Compte tenu de ce que cette Alliance représente pour le reste de l’Afrique (un espoir potentiel de renforcement de l’unité africaine), elle est prise pour cible par la France et ses marionnettes dans la région, ces dirigeants néocoloniaux qui servent de pions à l’Occident (protégeant les intérêts de ce dernier tout en bénéficiant de sa protection — comme on l’a vu en décembre 2025 au Bénin), [6] et pour l’Occident qui cherche à maintenir une grande partie du continent, en particulier la région de l’Afrique de l’Ouest, dans un cycle de dépendance extractive, elle est prise pour cible par la France et ses marionnettes dans la région. En 2023, la CEDEAO avait prévu d’attaquer le Niger pour rétablir son président déchu, Muhammed Bazoum, mais le Burkina Faso et le Mali ont uni leurs forces et conclu un pacte défensif : une attaque contre l’un est une attaque contre tous, justifiant une réponse collective. Aujourd’hui, l’AES, qui a officialisé son intégration en tant qu’entité depuis 2024,[7] est prise pour cible non seulement par les dirigeants néocoloniaux d’Afrique, mais aussi par l’Ukraine, la France et leurs fonctionnaires locaux.

L’attaque contre le Mali en 2024 a été orchestrée par l’Ukraine. Comme nous l’avons montré il y a deux ans,[8] l’attaque de 2024 visait un convoi militaire dans le nord du Mali (Tinzawaten), près de la frontière avec l’Algérie. L’embuscade a entraîné la mort d’un nombre important de soldats maliens et de leurs compagnons du Groupe Wagner, une société militaire privée russe. Comme cette attaque visait l’un des partenaires de la Russie au Sahel, les médias occidentaux se sont empressés de dramatiser ces violences, les traitant comme un événement à célébrer. Plus particulièrement, l’Ukraine s’est jointe aux applaudissements pour ce bain de sang, avec une publication Facebook de son ambassade à Dakar affirmant que Kiev avait fourni des renseignements, des informations et un soutien militaire aux militants touaregs. Cette affirmation a été diffusée pour présenter l’Ukraine comme capable de frapper la Russie et ses intérêts partout dans le monde, en la présentant comme s’inscrivant dans un effort visant à mondialiser leur lutte réactionnaire, soutenue par l’OTAN, pour la soi-disant « démocratie ».[9] En réponse, le Mali et le Burkina Faso ont rompu leurs relations diplomatiques avec l’Ukraine,[10] tandis que le Sénégal a convoqué l’ambassadeur ukrainien pour avoir glorifié la violence et attisé l’hostilité au Mali.[11] Suite à cette levée de boucliers, la publication Facebook de l’Ukraine a depuis été supprimée. [12]

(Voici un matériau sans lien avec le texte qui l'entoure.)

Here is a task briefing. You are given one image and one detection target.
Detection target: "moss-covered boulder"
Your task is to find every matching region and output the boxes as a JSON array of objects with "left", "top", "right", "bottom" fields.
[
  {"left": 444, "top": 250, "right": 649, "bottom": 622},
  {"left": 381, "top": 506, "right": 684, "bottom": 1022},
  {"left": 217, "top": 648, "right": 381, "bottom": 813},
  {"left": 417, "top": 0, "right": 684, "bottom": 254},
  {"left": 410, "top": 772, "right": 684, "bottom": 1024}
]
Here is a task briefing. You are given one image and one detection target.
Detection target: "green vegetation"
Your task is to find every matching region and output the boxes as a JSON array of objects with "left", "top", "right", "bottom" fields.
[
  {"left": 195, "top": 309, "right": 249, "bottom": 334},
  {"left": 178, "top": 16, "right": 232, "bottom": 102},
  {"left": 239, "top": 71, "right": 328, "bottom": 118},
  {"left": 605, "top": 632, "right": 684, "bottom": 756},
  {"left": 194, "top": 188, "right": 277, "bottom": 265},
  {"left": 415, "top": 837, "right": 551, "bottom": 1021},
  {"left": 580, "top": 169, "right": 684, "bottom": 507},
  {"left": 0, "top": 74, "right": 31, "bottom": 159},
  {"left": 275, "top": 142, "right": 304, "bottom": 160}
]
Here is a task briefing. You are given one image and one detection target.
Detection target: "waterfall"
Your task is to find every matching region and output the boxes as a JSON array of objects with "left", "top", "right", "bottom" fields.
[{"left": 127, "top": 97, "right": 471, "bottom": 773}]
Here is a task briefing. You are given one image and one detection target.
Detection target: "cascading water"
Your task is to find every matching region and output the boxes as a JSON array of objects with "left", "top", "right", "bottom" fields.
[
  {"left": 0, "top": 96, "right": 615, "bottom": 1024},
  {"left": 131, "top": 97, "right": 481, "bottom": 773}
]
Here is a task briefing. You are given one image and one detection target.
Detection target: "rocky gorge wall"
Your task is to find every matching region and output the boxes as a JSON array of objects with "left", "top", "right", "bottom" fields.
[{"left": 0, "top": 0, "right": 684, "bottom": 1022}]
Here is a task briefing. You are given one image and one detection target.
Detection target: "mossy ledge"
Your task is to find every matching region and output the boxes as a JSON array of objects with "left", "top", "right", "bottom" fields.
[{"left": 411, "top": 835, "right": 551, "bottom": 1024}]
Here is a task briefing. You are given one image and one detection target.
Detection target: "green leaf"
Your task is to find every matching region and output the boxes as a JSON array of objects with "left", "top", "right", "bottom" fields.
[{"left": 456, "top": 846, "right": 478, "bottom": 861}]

Les attaques de 2024 présentent les mêmes caractéristiques que celles qui se sont déroulées en 2026. Un groupe autochtone, les Touaregs, qui réside depuis des siècles en Algérie, au Burkina Faso, en Libye, au Mali, en Mauritanie, au Maroc et au Niger, a pris les armes et a commencé à réclamer l’autodétermination et l’indépendance. Cette revendication est devenue un mouvement puissant, soutenu par l’Occident, après la formation de l’AES. En d’autres termes, les minorités en Afrique, dont les griefs réels découlent de l’intégration capitaliste de leurs économies nationales, sont souvent instrumentalisées à des fins impérialistes. Premièrement, l’Occident impérialiste manipule les questions relatives aux minorités pour servir ses propres intérêts. Dans certaines situations, il invoque l’intégrité territoriale — comme pour le Pays basque et la Catalogne en Espagne, la Crimée et Donetsk en Ukraine, le Sahara occidental au Maroc ou l’Ossétie en Géorgie — tandis que dans d’autres, il défend agressivement l’autodétermination — comme on le voit avec le Kosovo, le Tigré, la Bosnie et Taïwan. La Palestine, bien sûr, est systématiquement présentée comme un simple conflit, jamais comme une question d’autodétermination ou de libération nationale. Cet usage sélectif de la terminologie met en évidence le deux poids deux mesures qui caractérise la diplomatie et la pratique impérialistes. Deuxièmement, la volonté de fragmenter davantage le continent africain – déjà morcelé depuis la Conférence de Berlin de 1884 – n’apportera pas plus de souveraineté, de découplage économique ou d’anti-impérialisme authentique (le Soudan du Sud en est un exemple). En fait, si l’autodétermination était appliquée sans parti pris, l’Occident aurait reconnu le référendum de 2017 en Catalogne et imposé des sanctions à la monarchie réactionnaire espagnole pour avoir refusé l’indépendance aux Catalans.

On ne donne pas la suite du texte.